Sunday, December 9, 2007

Deny Killers Their 15 Minutes Of 'Fame' Deny Killers Their 15 Minutes Of 'Fame'
I still remember where I was when I heard that the student who committed the Virginia Tech massacre had released a press packet including a video, a manifesto and photos of himself holding various weapons.

I was just leaving a TV studio (having spoken about something else). Bursting with anger, I asked one of the producers if I could use his computer and posted on the web an urgent plea to NBC News (the organization that had first received the packet): "Don't publish it!"

They did, of course. And so did every other news outlet. The killer's picture, his disordered thoughts and his resentments were aired for days and weeks.
Still, there does seem to be one factor at work in most of the cases that make headlines. From the Columbine killers to the Virginia Tech slayer, from the Finnish murderer to Delaware State, the destroyers seem to have one thing in common: All seek fame.

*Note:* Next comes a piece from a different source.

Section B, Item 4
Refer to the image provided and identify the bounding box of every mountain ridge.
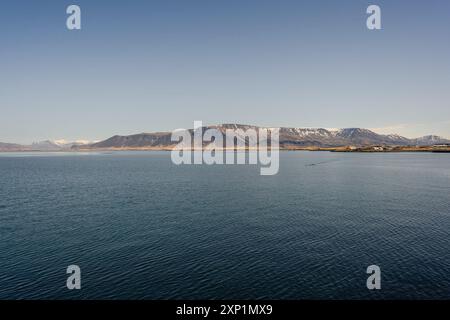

They may know they are going to die. They may plan to kill themselves at the end of a murderous spree or hope to be gunned down by police. But they also know their names, their faces and in some cases (like the Unabomber and the Virginia Tech killer) their causes will become world famous.

Americans worship fame as some ancient cultures once worshipped idols. People will do and say nearly anything to get on television. Whole genres of TV programming — the misnamed "reality TV" shows — are based on this lust for fame among otherwise sane Americans.

And the distinction between fame and infamy becomes more eroded with each passing day. For disturbed and mentally unstable people, fame must seem to be success. They cannot achieve anything else, but they can be famous.

What can be done? This is not a job for the state. This is a matter for the press. What is desperately needed is just a modicum of public spiritedness by television, radio and print journalists. In Washington, D.C., radio talk show host Chris Core has publicly pleaded with broadcasters to simply refrain from using the names or faces of killers. He is so right.

Would it be that difficult? There is no law currently forbidding newspapers and TV stations from publishing the identities of alleged rape victims. This is a journalistic convention, nothing more. (It might be a good idea to withhold the identities of accused rapists as well until after a verdict of guilty.)

If there is a shooting at a school or whatever, by all means report it. Simply omit the name of the alleged killer, omit the interviews with his neighbors ("he seemed quiet, kept to himself"), and by all means leave his philosophy, religious ideas, Goth clothing style and all other personal details on the cutting-room floor.

Perhaps then we will deny oxygen to this terrible fire.